Home State Jurisdiction over Corporate Harms at Sea in Fisheries in Southeast Asia

Dita Liliansa

Dita Liliansa’s latest article, “Home State Jurisdiction over Corporate Harms at Sea in Fisheries in Southeast Asia,” has just been published in Ocean Development and International Law as part of the Special Issue on Protection of Fishers in Southeast Asia under International Law. The publication stems from a collaboration between the CIL NUS and UNSW Sydney and is available open access: https://doi.org/10.1080/00908320.2026.2614582.
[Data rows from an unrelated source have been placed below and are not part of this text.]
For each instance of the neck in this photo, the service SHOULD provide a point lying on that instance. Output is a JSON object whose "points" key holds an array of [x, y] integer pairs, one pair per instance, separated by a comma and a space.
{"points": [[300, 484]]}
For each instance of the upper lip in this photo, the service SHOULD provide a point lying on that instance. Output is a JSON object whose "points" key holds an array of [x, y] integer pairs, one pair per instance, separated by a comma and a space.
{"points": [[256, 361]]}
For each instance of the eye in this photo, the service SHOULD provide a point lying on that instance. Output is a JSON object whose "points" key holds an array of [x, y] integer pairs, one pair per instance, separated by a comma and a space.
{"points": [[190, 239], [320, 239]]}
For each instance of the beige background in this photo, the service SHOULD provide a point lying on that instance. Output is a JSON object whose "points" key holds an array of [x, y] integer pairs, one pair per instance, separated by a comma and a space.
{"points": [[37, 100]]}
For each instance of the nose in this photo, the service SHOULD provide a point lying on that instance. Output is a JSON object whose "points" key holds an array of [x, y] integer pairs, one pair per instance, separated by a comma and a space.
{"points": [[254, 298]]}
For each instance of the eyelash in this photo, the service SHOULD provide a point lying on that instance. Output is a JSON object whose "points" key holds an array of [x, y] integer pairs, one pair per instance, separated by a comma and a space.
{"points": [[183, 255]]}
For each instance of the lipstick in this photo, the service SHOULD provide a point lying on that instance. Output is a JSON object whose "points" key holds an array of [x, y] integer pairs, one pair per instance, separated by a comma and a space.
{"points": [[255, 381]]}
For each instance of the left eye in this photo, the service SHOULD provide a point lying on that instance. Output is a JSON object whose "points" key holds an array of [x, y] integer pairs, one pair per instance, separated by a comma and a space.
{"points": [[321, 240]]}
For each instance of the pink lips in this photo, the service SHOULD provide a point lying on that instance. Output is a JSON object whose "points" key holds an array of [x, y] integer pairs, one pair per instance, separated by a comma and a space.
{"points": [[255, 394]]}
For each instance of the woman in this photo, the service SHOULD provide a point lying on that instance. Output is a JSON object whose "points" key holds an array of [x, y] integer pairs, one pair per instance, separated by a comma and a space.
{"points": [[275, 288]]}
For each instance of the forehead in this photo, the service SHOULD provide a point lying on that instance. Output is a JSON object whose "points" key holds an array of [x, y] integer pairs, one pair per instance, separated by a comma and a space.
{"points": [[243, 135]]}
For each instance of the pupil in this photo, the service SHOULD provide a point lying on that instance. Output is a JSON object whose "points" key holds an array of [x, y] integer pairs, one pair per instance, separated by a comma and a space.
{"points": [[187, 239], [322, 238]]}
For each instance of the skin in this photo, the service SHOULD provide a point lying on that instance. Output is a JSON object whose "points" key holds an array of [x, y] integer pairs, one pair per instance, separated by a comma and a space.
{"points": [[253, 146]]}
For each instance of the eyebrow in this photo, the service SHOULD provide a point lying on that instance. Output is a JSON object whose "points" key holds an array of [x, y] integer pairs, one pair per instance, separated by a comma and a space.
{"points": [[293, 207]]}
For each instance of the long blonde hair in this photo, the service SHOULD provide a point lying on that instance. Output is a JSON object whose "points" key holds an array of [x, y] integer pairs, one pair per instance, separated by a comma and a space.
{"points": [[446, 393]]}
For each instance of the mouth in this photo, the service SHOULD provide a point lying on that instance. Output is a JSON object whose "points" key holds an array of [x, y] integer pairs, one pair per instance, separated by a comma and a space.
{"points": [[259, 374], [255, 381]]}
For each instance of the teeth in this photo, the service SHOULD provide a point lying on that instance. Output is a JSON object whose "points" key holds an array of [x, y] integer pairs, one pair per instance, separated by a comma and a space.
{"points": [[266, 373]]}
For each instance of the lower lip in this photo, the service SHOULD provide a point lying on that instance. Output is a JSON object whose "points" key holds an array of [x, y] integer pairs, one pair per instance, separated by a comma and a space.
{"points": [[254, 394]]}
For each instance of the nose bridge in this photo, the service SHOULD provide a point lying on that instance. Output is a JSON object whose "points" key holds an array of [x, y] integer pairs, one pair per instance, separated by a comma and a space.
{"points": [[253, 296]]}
The article examines how modern slavery in capture fisheries is sustained not only by abusive practices on board fishing vessels, but also by a wider network of corporate actors — particularly those engaged in transshipment — that enable vessels to remain at sea and evade oversight. It argues that the existing law of the sea framework, anchored in flag and coastal state jurisdiction, leaves significant accountability gaps when those states are unable or unwilling to act.

Focusing on Southeast Asia, the article advances a doctrinal argument that home states have a due diligence obligation to protect against human rights abuses committed abroad by their nationals, including corporate actors engaged in fishing-related activities at sea. It contends that prescriptive jurisdiction is concurrent and shared, and that home states must operationalize this obligation through domestic regulatory and enforcement measures. By bridging the law of the sea with international human rights law, particularly the UN Guiding Principles on Business and Human Rights, the article seeks to close jurisdictional gaps and ensure that responsibility extends beyond the vessel to the broader corporate networks that sustain exploitation at sea.